Fluttering from place to place I resemble,
A gull between heaven and earth.”
– Du Fu, Nocturnal Reflections While Traveling (旅夜书怀)
During my first summer vacation as an expat, I took my parents on a four-city three-week tour of China. It was my family’s first time in Asia and it would be my first trip to all but one of the four cities (my second time in Chengdu). Our final stop on the tour was Xi’an, a city known mainly for the ancient Terracotta Army (兵马俑), the mausoleum of the first Qin emperor.
There’s much more to Xi’an than the warriors that were buried more than 2,000 years ago and only rediscovered in 1974 by a farmer, but this was the highlight for tourists.

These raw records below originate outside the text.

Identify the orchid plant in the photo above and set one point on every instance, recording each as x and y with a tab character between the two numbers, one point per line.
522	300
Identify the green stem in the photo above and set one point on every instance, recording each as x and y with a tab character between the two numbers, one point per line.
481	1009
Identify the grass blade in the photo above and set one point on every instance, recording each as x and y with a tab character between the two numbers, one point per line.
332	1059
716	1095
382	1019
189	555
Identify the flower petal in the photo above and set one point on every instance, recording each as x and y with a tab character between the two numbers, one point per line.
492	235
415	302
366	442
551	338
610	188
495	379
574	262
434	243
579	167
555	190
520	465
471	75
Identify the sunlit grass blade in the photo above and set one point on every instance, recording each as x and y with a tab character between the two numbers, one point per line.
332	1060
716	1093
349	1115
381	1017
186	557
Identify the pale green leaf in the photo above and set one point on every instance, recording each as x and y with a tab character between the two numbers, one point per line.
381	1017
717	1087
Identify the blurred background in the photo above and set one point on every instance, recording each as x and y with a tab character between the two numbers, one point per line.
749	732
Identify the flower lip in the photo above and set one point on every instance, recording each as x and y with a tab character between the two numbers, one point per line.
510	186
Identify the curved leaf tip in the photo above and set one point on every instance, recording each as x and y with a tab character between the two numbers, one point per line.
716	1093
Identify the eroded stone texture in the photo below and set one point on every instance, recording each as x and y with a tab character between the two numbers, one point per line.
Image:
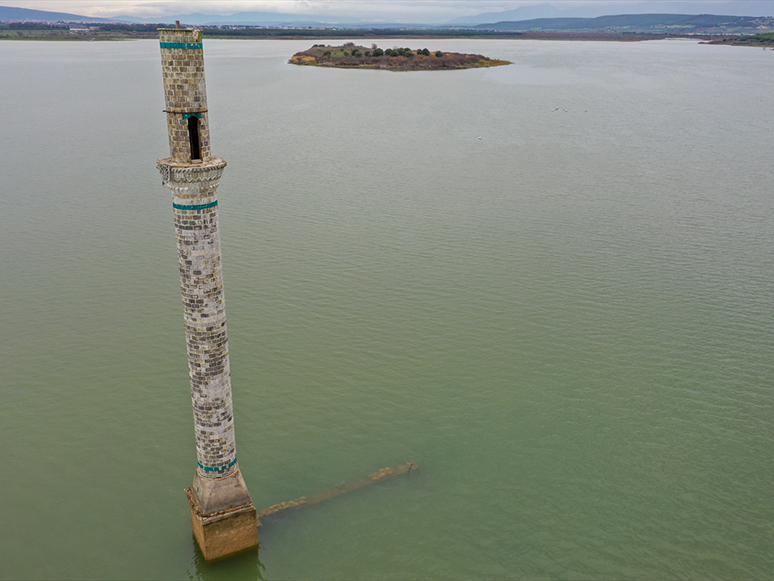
182	62
193	180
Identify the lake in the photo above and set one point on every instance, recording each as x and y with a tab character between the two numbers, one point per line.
550	285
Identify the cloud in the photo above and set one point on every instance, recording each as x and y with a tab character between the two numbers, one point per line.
394	10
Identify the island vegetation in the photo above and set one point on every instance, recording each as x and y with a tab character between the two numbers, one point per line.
350	55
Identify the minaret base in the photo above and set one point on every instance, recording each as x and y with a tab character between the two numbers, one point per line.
225	533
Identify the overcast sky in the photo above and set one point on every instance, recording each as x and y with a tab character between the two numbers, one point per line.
392	10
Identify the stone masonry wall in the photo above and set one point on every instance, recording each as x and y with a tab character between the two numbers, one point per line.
182	63
194	198
194	202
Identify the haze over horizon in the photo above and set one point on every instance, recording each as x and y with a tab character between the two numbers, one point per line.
399	11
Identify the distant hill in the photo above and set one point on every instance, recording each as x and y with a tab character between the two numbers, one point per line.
9	13
592	10
661	23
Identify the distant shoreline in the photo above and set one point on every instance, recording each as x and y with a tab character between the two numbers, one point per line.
149	32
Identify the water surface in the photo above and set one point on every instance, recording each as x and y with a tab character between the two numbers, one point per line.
549	284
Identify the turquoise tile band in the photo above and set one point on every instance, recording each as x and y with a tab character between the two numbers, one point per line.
194	206
221	469
188	45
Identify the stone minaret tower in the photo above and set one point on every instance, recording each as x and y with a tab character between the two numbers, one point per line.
223	515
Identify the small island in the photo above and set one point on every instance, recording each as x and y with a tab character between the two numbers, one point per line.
351	56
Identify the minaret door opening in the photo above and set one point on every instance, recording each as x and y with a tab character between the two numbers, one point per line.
193	135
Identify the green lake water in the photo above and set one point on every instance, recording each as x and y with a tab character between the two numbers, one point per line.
550	284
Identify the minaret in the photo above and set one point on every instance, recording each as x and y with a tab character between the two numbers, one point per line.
222	512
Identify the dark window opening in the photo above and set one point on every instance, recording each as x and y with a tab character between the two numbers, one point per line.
193	135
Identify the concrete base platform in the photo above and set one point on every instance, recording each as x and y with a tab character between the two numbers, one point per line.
224	533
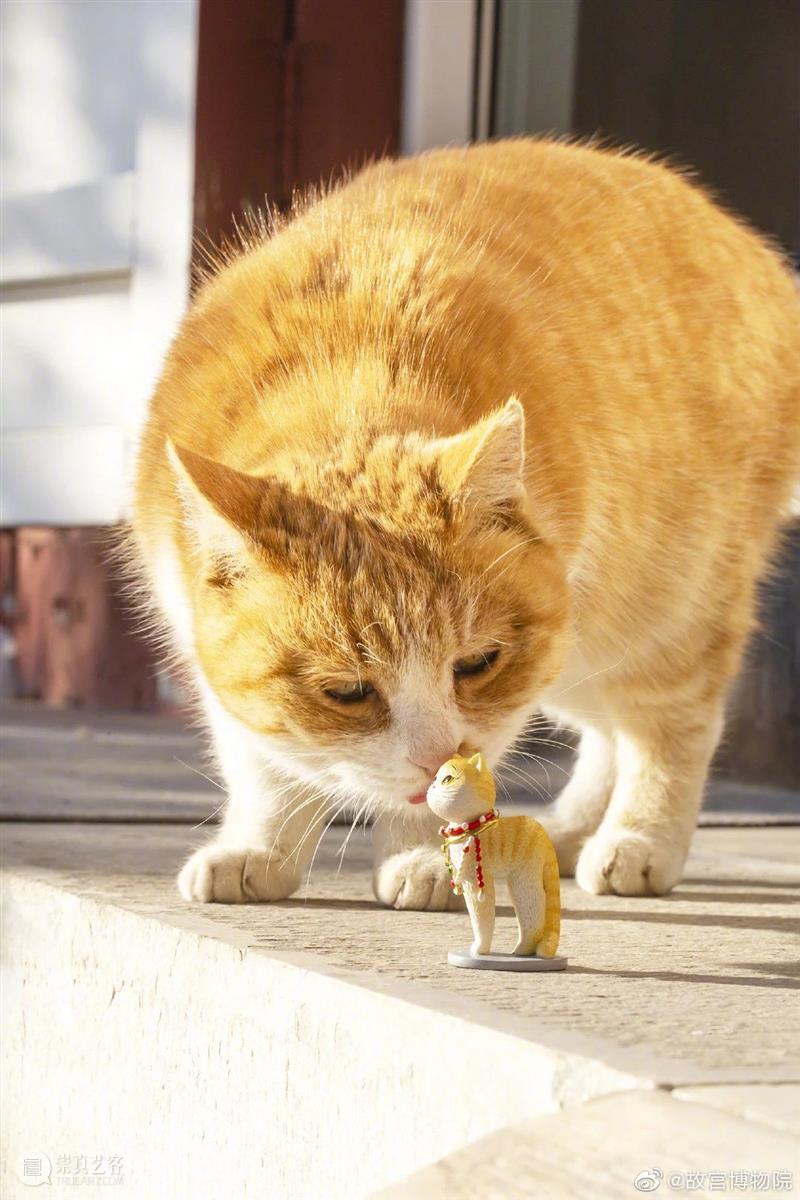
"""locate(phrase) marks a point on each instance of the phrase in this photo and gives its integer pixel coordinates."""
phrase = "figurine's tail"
(552, 931)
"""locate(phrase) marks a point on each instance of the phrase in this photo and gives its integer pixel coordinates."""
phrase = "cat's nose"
(431, 760)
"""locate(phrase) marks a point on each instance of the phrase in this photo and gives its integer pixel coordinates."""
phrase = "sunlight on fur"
(476, 433)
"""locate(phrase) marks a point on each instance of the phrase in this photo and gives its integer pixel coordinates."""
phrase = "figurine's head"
(462, 790)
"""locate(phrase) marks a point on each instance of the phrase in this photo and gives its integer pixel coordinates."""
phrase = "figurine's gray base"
(503, 961)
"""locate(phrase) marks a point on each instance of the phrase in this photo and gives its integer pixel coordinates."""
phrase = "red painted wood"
(74, 633)
(289, 91)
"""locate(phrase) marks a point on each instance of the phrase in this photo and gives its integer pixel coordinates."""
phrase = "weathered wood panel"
(74, 633)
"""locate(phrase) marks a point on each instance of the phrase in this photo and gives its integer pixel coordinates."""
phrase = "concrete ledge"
(579, 1155)
(320, 1048)
(221, 1071)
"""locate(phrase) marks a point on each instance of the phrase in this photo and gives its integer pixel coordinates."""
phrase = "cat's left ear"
(485, 465)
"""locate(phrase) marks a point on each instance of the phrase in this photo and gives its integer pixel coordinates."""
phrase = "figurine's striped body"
(483, 851)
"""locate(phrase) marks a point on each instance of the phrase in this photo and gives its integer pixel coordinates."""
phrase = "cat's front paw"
(629, 864)
(415, 879)
(228, 875)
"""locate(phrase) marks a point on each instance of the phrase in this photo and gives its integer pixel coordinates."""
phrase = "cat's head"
(463, 789)
(366, 613)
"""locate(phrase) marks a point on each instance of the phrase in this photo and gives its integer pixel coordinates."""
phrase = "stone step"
(322, 1048)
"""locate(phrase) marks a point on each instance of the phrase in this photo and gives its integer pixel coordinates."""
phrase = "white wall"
(96, 177)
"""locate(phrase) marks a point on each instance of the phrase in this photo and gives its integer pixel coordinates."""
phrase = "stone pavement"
(322, 1047)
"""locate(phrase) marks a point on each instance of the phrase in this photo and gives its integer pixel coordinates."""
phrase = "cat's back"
(516, 840)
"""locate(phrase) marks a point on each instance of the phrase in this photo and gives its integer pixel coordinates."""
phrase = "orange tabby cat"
(367, 553)
(481, 847)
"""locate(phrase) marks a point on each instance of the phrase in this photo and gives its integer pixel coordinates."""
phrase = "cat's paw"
(415, 879)
(227, 875)
(629, 864)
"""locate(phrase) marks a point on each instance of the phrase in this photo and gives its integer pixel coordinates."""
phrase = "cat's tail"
(552, 931)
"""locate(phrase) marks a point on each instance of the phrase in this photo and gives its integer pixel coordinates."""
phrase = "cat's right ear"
(222, 505)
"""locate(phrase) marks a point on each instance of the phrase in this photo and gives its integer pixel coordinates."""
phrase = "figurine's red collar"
(469, 827)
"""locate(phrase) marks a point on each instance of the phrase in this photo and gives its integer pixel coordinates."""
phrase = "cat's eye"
(350, 693)
(475, 664)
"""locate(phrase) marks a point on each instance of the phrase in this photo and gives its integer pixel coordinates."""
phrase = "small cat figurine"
(480, 847)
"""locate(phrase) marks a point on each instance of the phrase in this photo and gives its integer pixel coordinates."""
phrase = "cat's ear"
(485, 465)
(222, 505)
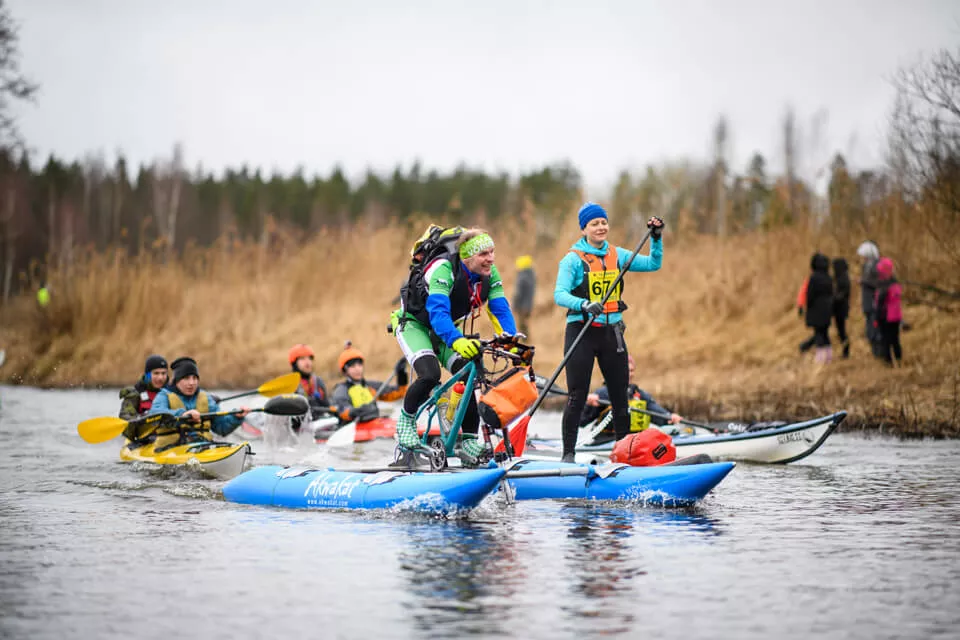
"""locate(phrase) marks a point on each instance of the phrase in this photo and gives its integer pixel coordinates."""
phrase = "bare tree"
(167, 182)
(925, 131)
(790, 153)
(13, 85)
(720, 135)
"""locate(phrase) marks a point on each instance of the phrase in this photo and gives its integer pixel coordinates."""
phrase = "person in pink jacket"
(889, 314)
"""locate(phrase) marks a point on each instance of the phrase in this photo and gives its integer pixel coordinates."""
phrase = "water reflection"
(609, 566)
(461, 574)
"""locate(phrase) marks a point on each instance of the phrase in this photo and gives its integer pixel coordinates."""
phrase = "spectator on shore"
(869, 255)
(841, 302)
(818, 308)
(888, 311)
(43, 295)
(523, 294)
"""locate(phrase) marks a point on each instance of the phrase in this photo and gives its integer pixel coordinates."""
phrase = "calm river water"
(860, 540)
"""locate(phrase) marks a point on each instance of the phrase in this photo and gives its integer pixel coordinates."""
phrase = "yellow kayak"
(221, 460)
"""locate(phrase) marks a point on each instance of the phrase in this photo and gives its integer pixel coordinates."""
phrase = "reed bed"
(715, 331)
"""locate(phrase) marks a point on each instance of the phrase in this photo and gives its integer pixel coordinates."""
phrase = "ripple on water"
(857, 541)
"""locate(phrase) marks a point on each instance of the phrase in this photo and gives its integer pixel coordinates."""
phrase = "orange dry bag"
(510, 395)
(644, 449)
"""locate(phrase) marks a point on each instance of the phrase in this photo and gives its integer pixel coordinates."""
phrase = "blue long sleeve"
(161, 404)
(438, 306)
(500, 309)
(222, 425)
(653, 406)
(569, 275)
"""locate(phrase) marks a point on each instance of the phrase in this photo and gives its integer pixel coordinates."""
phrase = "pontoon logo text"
(325, 486)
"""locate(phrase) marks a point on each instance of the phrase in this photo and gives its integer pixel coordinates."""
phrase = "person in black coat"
(819, 307)
(841, 301)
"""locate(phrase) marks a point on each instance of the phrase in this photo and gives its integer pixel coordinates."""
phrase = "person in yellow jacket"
(187, 401)
(355, 397)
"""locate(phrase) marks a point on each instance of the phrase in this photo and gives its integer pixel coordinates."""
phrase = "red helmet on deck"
(299, 351)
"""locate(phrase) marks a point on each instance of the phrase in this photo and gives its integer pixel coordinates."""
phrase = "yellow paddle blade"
(96, 430)
(278, 386)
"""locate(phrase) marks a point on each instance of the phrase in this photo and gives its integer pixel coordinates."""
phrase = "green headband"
(475, 245)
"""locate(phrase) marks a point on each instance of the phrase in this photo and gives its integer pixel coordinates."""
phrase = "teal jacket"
(570, 275)
(221, 425)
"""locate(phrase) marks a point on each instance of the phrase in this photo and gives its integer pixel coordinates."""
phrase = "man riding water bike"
(443, 293)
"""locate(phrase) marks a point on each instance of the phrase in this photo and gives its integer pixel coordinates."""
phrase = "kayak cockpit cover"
(645, 449)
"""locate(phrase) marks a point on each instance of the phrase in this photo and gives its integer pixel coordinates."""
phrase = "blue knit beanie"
(589, 211)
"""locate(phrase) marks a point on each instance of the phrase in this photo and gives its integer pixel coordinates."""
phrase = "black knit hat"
(183, 367)
(154, 362)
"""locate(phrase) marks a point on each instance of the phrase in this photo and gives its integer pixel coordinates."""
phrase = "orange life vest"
(599, 272)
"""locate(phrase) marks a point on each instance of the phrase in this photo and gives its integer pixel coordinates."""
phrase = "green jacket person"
(429, 328)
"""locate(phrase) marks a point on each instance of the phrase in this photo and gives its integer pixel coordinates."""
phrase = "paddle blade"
(518, 437)
(289, 404)
(278, 386)
(344, 436)
(97, 430)
(541, 383)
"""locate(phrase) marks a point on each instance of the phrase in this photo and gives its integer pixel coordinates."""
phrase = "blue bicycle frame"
(433, 408)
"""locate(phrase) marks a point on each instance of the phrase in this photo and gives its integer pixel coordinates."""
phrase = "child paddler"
(187, 400)
(136, 400)
(311, 386)
(355, 398)
(443, 291)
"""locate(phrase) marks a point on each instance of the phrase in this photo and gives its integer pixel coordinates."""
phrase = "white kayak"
(768, 444)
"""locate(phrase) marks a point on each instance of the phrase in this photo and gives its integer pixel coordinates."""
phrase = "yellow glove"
(466, 347)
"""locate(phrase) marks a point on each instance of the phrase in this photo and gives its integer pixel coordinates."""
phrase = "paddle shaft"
(585, 470)
(666, 416)
(588, 318)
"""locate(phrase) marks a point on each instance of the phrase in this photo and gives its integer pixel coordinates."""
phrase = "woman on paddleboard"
(584, 275)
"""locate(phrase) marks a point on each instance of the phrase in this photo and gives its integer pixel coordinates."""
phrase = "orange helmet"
(299, 351)
(349, 353)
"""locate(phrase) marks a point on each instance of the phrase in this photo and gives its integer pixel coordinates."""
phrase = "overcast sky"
(508, 85)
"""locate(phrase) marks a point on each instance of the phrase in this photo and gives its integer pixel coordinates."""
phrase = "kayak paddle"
(518, 435)
(666, 416)
(97, 430)
(286, 383)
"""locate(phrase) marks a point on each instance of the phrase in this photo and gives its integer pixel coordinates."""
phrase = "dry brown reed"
(715, 331)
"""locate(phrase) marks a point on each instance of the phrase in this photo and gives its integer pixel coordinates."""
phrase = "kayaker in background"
(818, 308)
(888, 311)
(187, 400)
(869, 255)
(451, 286)
(841, 302)
(638, 399)
(523, 293)
(582, 280)
(355, 398)
(311, 386)
(136, 400)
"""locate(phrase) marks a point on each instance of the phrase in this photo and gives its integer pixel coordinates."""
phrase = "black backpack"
(435, 242)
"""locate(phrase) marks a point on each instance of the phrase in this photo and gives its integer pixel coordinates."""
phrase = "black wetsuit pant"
(890, 349)
(605, 345)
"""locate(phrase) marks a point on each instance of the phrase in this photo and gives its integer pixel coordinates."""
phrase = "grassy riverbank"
(715, 332)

Rather than haggle for a taxi to take us around for the day, we opted for a tour from our hotel that included the Giant Wild Goose Pagoda. But the tour started at a workshop that the guide claimed was the only authorized manufacturer of replica terracotta warriors — it sounded like we would not otherwise be able to purchase replicas anywhere else, but understanding that this is China, I knew there would be cheaper options. Of course, the replicas were even caked in local dirt for that appearance of authenticity.
The Terracotta Hawker Army
As soon as we arrived at the museum and airplane hangers that house the Terracotta Army, we were welcomed by throngs of hawkers carrying souvenirs, most of which were miniature sets of the warriors caked in dirt. For much of the time wandering between buildings, I ignored the hawkers.
At one point I decided to haggle for a set of five warriors. The hawker said, “Twenty dollars,” to which I replied, “Twenty RMB?” Of course, he expected US$20 for each one in the set. I set a firm price of RMB20 (about $2.50) for the whole set and walked away, with the hawker shouting lower and lower prices as I walked until he finally agreed on RMB20 for the set. I was then stuck with carrying the set around for the remainder of the tour.
People on my tour were so impressed by the haggling that they asked me to help buy sets for them. I also tried selling my set back to the hawkers who seemed confused when I asked them for more money for the set in my hand (at least one hawker thought it was funny and jokingly pulled out a hundred yuan note).
The Actual Terracotta Army
I knew that the Terracotta Army was big — I had seen photos in magazines — but I was not prepared for the real size of the army. If you think my photos make this place look large, you need to expand your field of vision.
The main archaeological dig site is housed in an airplane hanger — that’s how large of an area the army covers. That single site is home to more than 6,000 figures (soldiers, horses, chariots). In total there are estimated to be 8,000 soldiers, 130 chariots with 520 horses and 150 cavalry horses.
Much of the Terracotta Army remains uncovered because the original figures were painted in bright colors. When the army was uncovered, the paint faded and flaked — it can supposedly disappear from the figures in four minutes. This has prevented further excavation of the site until experts can find a way to preserve the paint. The single archer on display in a case still has a small amount of paint for visitors to see.
Of course, many of the warriors are also smashed as disgruntled citizens rose up and took out their anger on the Qin Emperor’s tomb. There are also accounts that the tomb may have been plundered, though there is no evidence.
There are pits with shattered figures, though there are efforts to piece them together for display.
I gazed in awe at the expanse of Terracotta Warriors. The history our guide provided faded into the background as my eyes wandered the pit for details on each figure. From a distance they all appear similar, but the faces and hair vary slightly because each figure was supposed to represent an individual soldier.
The Terracotta Army is not only a magnificent piece of history, but also a work of art. It took hundreds of thousands of laborers to create this army and the tomb that housed them, and it is an impressive feat to behold. When combined with our visit to the Giant Buddha of Leshan, that first summer holiday around China was a marvel.